L’âge impose des interrogations légitimes

Aucun responsable politique, aussi expérimenté soit-il, n’échappe aux effets du temps. À plus de 90 ans, il est raisonnable de penser qu’une personne puisse connaître une santé plus fragile ou des capacités physiques diminuées, même si seul son entourage médical est en mesure d’établir un diagnostic. C’est précisément parce que Paul Biya occupe la magistrature suprême que son état de santé devient une question d’intérêt public.

Le problème n’est donc pas tant son séjour en Suisse que le manque de communication qui l’entoure. Durant cette longue absence, aucune activité officielle majeure n’a été rendue publique, laissant les Camerounais dans l’incertitude. Dans un État moderne, les citoyens sont en droit d’attendre des explications lorsque le président de la République disparaît aussi longtemps de la scène nationale.
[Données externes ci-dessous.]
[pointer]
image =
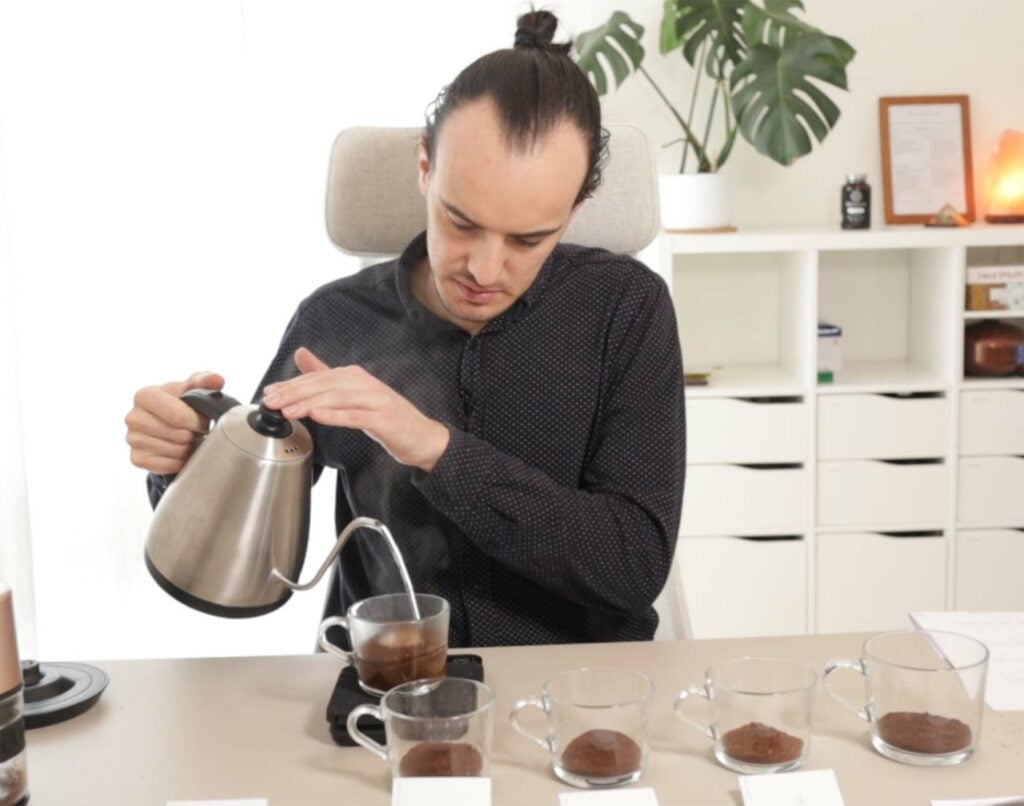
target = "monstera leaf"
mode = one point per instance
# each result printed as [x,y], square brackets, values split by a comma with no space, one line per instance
[774,96]
[775,25]
[615,44]
[717,24]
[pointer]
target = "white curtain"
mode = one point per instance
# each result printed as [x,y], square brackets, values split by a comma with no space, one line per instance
[15,545]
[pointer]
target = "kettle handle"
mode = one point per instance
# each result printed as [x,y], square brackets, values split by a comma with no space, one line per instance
[209,403]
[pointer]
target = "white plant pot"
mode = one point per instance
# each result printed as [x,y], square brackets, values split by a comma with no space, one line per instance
[695,201]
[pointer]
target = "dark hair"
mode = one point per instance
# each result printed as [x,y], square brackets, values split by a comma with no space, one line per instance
[535,85]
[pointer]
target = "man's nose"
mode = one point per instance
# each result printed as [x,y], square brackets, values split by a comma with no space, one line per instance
[486,261]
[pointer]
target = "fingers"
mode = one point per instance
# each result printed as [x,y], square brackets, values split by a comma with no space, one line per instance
[344,386]
[205,380]
[142,422]
[163,430]
[163,404]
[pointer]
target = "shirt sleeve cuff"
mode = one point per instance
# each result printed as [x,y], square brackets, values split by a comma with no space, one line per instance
[460,475]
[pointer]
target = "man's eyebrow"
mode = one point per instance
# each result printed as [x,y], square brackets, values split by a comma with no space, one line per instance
[457,212]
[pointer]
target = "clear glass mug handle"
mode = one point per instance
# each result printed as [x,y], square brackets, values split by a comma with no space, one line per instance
[678,708]
[529,702]
[327,624]
[855,666]
[357,735]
Le devoir de vérité envers les Camerounais

Au lieu de répondre aux préoccupations de la population, certains proches du pouvoir préfèrent dénoncer les interrogations comme des attaques contre les institutions. Une telle posture risque d’alimenter davantage la méfiance que de restaurer la confiance.

Les courtisans du régime gagneraient à comprendre que les Camerounais ne sont pas naïfs. S’interroger sur l’état de santé d’un président de 93 ans, absent de son pays pendant plusieurs semaines, ne relève ni de l’irrespect ni de la manipulation politique. Il s’agit d’une préoccupation légitime dans toute démocratie.

La véritable question qui traverse aujourd’hui l’opinion publique est simple : qui gouverne effectivement depuis le Palais d’Etoudi lorsque le chef de l’État est éloigné du pays pendant une aussi longue période ? Tant que les autorités refuseront d’apporter des réponses claires, les rumeurs continueront d’occuper le vide laissé par le silence officiel. Dans une République, la confiance se nourrit de transparence, pas de dénégations.